The two primary beneficiaries of that time are outside linebacker Christopher Allen and cornerback Josh Jobe, who are expected to take the starting spots of Terrell Lewis and Trevon Diggs after they elected to not play in the Citrus Bowl. The other players down the depth chart are receiving similar rep increases.
“I think sometimes what young players try to do is try to memorize what they’re supposed to do, they don’t understand the big picture very well,” Saban said. “I think it’s very encouraging to their improvement when they do understand the big picture and the concept. This has been really good for a lot of our younger players.”
Seeing Shea again
Shea Patterson’s record against Alabama, albeit in one game at his previous school (Ole Miss), is uninspiring: 14-for-29 (48.2 percent) for 165 yards with two interceptions, no touchdowns and eight runs for minus-16 yards.
Both coaches believe they will see a different version of Patterson, now concluding his second season as Michigan’s starting quarterback.
“We’ve known Shea since he was a freshman in high school. I thought he played well when he played at Ole Miss,” Saban said.
Michigan coach Jim Harbaugh added, “Shea’s been tremendous. He’s a great player, great competitor, been a tremendous teammate. He’s just gotten better and better, and he came in really good. Competitive edge, that just keeps coming back to me when I talk about Shea or think about Shea. It’s humility with a competitive edge.
“As Coach Saban said, Shea can make all the throws and his accuracy has just gotten better and better. He can run, he can get out of the pocket and create plays. He’s effective both as a runner and a thrower.”
Saban knows Orlando and this bowl game well from earlier in his UA tenure, having coached in it against Michigan State to end the 2010 season. But Saban’s history with the game goes deeper than that.
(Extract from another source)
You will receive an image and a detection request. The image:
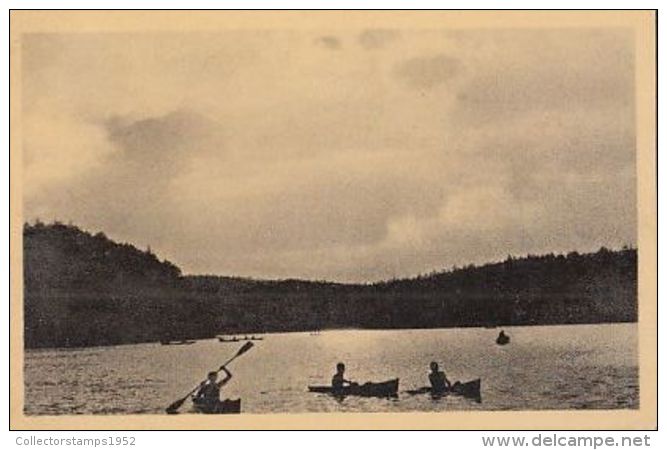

Saban played in the game in 1972 when it was the Tangerine Bowl, his Kent State Golden Flashes going against the University of Tampa. Tampa won 21-18, and the university stopped playing football after two more seasons.
“Based on what this game has become relative to what it was then, I think this community has done a good job of supporting this game and obviously the organization of this bowl game has grown to be something special,” Saban said. “I think it’s one of the great venues in college football to have an opportunity to be a part of.”